Total imports and exports for the first five months of the 2015-16 fiscal year were US$11.19 billion, a modest rise of $860 million from September 2014 but trending below government’s $30 billion full-year forecast.
Sea trading fell slightly to $8.4 billion, while border trade rose from $1.8 billion to $2.69 billion compared to the first five months of the 2014-15 fiscal year.
Widespread farmland and paddy field damage from August’s floods is further expected to dent the government’s $2.9 billion forecast for full-year agricultural exports.
Commerce Ministry officials are optimistic that the construction of a second, cargo-priority bridge over the river separating the Karen town of Myawaddy with the Thai border town of Mae Sot, will boost trade between Burma and its eastern neighbor at a time when construction is ramping up on the Mae Sot Special Economic Zone.
“Border trade is increasing, and after the new bridge is finished between Myawaddy and Mae Sot, we expect an even bigger rise,” said Than Win, deputy director of the Ministry of Commerce.
Cross-border trade to and from Thailand along the recently opened Asia Highway 1 has been hampered by territorial disputes between the Burmese government and rival Karen ethnic armed groups.
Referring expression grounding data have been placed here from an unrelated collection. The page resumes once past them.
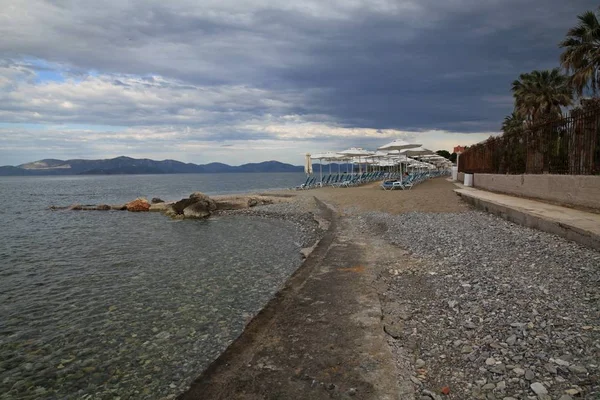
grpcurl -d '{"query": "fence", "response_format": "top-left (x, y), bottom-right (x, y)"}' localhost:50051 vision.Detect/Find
top-left (458, 107), bottom-right (600, 175)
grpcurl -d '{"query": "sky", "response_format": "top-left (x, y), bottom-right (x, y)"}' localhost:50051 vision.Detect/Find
top-left (0, 0), bottom-right (597, 166)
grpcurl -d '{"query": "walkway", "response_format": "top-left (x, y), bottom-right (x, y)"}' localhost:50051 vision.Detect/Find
top-left (179, 201), bottom-right (415, 400)
top-left (454, 185), bottom-right (600, 251)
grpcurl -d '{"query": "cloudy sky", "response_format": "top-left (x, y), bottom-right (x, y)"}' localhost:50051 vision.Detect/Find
top-left (0, 0), bottom-right (596, 165)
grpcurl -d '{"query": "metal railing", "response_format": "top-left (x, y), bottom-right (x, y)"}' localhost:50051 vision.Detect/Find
top-left (459, 107), bottom-right (600, 175)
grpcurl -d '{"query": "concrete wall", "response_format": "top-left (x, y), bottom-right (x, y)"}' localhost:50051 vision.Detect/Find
top-left (457, 172), bottom-right (465, 183)
top-left (473, 174), bottom-right (600, 210)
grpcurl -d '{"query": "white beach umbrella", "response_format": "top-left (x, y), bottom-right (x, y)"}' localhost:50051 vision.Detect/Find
top-left (311, 152), bottom-right (333, 183)
top-left (319, 151), bottom-right (345, 174)
top-left (400, 147), bottom-right (434, 157)
top-left (378, 139), bottom-right (422, 151)
top-left (338, 147), bottom-right (373, 175)
top-left (304, 153), bottom-right (313, 175)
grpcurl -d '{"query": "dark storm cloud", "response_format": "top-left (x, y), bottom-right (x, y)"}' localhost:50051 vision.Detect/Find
top-left (276, 0), bottom-right (597, 132)
top-left (0, 0), bottom-right (597, 136)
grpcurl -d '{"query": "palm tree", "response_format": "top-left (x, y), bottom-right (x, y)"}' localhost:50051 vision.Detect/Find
top-left (559, 8), bottom-right (600, 97)
top-left (501, 112), bottom-right (525, 134)
top-left (511, 69), bottom-right (572, 125)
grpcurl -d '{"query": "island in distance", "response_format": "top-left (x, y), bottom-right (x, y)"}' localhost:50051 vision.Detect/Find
top-left (0, 156), bottom-right (316, 176)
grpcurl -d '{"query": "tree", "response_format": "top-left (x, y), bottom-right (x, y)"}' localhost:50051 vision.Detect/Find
top-left (501, 112), bottom-right (525, 134)
top-left (559, 7), bottom-right (600, 97)
top-left (449, 153), bottom-right (457, 163)
top-left (511, 69), bottom-right (573, 125)
top-left (435, 150), bottom-right (451, 159)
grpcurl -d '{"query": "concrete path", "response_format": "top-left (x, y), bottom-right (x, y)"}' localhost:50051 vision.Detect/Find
top-left (454, 185), bottom-right (600, 251)
top-left (178, 202), bottom-right (414, 400)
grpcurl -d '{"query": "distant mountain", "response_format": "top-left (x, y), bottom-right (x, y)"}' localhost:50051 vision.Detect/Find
top-left (0, 156), bottom-right (306, 176)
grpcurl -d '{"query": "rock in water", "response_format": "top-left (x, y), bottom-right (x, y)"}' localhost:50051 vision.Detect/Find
top-left (171, 198), bottom-right (198, 214)
top-left (151, 197), bottom-right (165, 204)
top-left (125, 198), bottom-right (151, 212)
top-left (183, 202), bottom-right (211, 219)
top-left (96, 204), bottom-right (111, 211)
top-left (189, 192), bottom-right (217, 211)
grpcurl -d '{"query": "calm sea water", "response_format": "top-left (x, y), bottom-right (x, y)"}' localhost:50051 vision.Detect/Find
top-left (0, 173), bottom-right (307, 399)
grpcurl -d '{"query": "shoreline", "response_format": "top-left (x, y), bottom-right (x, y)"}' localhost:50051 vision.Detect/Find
top-left (176, 178), bottom-right (600, 400)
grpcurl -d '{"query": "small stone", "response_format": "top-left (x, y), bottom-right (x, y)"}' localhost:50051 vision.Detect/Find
top-left (568, 365), bottom-right (588, 375)
top-left (544, 364), bottom-right (557, 374)
top-left (416, 359), bottom-right (426, 368)
top-left (155, 331), bottom-right (171, 340)
top-left (490, 364), bottom-right (506, 374)
top-left (530, 382), bottom-right (547, 396)
top-left (348, 388), bottom-right (357, 396)
top-left (552, 358), bottom-right (570, 366)
top-left (410, 376), bottom-right (423, 386)
top-left (496, 381), bottom-right (506, 390)
top-left (558, 396), bottom-right (573, 400)
top-left (461, 345), bottom-right (474, 354)
top-left (482, 383), bottom-right (495, 391)
top-left (506, 335), bottom-right (517, 346)
top-left (513, 368), bottom-right (525, 376)
top-left (564, 388), bottom-right (579, 395)
top-left (464, 321), bottom-right (477, 329)
top-left (485, 358), bottom-right (496, 366)
top-left (503, 398), bottom-right (517, 400)
top-left (525, 370), bottom-right (535, 380)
Truck drivers have resorted to using the old road connecting Mae Sot to Rangoon to avoid paying prohibitive tolls to various factions to have staked out control over stretches of the highway near Myawaddy.
The border crossing between Muse and China’s Yunnan province remains the Burma’s most active trade route, accounting for around 80 percent of total border trade at $2 billion for the first five months of the fiscal year, with the Thai border accounting for most other overland trade at $690 million.
The country’s trade deficit showed no signs of abating, with exports outstripping imports by nearly US$2 billion between April and the end of August on the back of a number of local infrastructure projects.
Burma’s international trade totaled $28 billion over the 2014-15 fiscal year, according to the Ministry of Commerce.